Re: substring start position behavior

From: Tom Lane <tgl(at)sss(dot)pgh(dot)pa(dot)us>
To: Bruce Momjian <bruce(at)momjian(dot)us>
Cc: dansonlinepresence(at)gmail(dot)com, pgsql-docs(at)lists(dot)postgresql(dot)org
Subject: Re: substring start position behavior
Date: 2024-03-06 05:42:09
Message-ID: 72911.1709703729@sss.pgh.pa.us
Views: Raw Message | Whole Thread | Download mbox | Resend email
Thread:
Lists: pgsql-docs

Bruce Momjian <bruce(at)momjian(dot)us> writes:
> This web page explains the feature:
> https://stackoverflow.com/questions/33462061/sql-server-substring-position-negative-value
> but also asks:
> now the only question that remains is, "why would anyone need it
> to behave this way?"

Yeah. I believe our implementation adheres to the SQL spec, which
says this for <character substring function> (in SQL:2021 6.3.2):

a) If the character encoding form of <character value expression>
is UTF8, UTF16, or UTF32, then, in the remainder of this General
Rule, the term “character” shall be taken to mean “unit specified
by <char length units>”.

b) Let C be the value of the <character value expression>, let LC
be the length in characters of C, and let S be the value of the
<start position>.

c) If <string length> is specified, then let L be the value of
<string length> and let E be S+L. Otherwise, let E be the larger
of LC+1 and S.

d) If at least one of C, S, and L is the null value, then the
result of the <character substring function> is the null value.

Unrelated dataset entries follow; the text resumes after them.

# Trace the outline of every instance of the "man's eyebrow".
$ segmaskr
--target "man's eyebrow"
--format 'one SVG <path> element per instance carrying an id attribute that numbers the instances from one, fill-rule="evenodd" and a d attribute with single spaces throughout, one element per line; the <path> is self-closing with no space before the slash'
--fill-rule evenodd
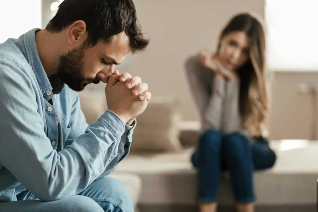
<path id="1" fill-rule="evenodd" d="M 110 60 L 111 61 L 112 61 L 112 63 L 114 64 L 115 64 L 116 65 L 120 65 L 120 63 L 119 63 L 118 62 L 117 62 L 117 61 L 116 61 L 116 60 L 115 60 L 114 58 L 113 58 L 112 57 L 110 57 L 110 56 L 106 56 L 106 55 L 105 55 L 105 54 L 103 54 L 103 56 L 105 58 L 106 58 L 106 59 L 107 59 L 108 60 Z"/>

e) If E is less than S, then an exception condition is raised:
data exception — substring error (22011). [tgl note: given c),
this happens if and only if a negative <string length> is provided.]

f) Case:

i) If S is greater than LC or if E is less than 1 (one), then
the result of the <character substring function> is the
zero-length character string.

ii) Otherwise,

1) Let S1 be the larger of S and 1 (one). Let E1 be the
smaller of E and LC+1. Let L1 be E1–S1.

2) The result of the <character substring function> is a
character string containing the L1 characters of C starting at
character number S1 in the same order that the characters
appear in C.

That's a pretty sterling example of standards-ese that is both
unreadable and devoid of any justification. But if you trace through
the possible effects of a negative S value, it looks like

(1) if L >= 0 is specified and S+L (E) is less than one, the result
is an empty string per rule f)i).

(2) if L >= 0 is specified and S+L (E) is at least one but less than
LC+1, then E is the substring end+1 position.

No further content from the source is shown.